Europe's Plight Chills Year-End Market Predictions
Traditionally, the holiday season brings good tidings for the stock market, too. There’s even something called “the Santa rally,” we learned from this Wall Street Journal article. Neat! But this year, with trouble on the European front and the ongoing recession (yes, that reads “recession”) at home, there may be less to look forward to, or so market forecasters fear. –KA
The Wall Street Journal:
In recent weeks, Europe’s debt problems have overshadowed some of the best U.S. economic reports. Corporate earnings that mostly beat forecasts have done little to lift stocks.

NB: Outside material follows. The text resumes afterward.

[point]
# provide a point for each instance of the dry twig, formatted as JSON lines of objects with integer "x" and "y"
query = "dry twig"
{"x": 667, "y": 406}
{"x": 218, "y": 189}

“My outlook for a year-end rally is not as favorable as it was a month ago,” said Peter Coleman, director of research for JMP Securities. “The sad thing is, the underlying fundamentals and the things that should be driving the market haven’t really changed. If anything, they’ve gotten incrementally better. But the big unknown is Europe.”
The Dow Jones Industrial Average fell 4.8% for the holiday-shortened week, posting its worst Thanksgiving week since markets began observing the holiday in 1942. Currently, the S&P 500 trades just under 1159, down from a recent closing high of 1285.09 in late October.
Strategists at 12 of Wall Street’s leading financial firms, on average, expect the S&P 500 to end 2011 at 1278, according to Birinyi Associates, or more than 10% above current levels.
At the beginning of 2011, these strategists were anticipating a year-end target of 1365.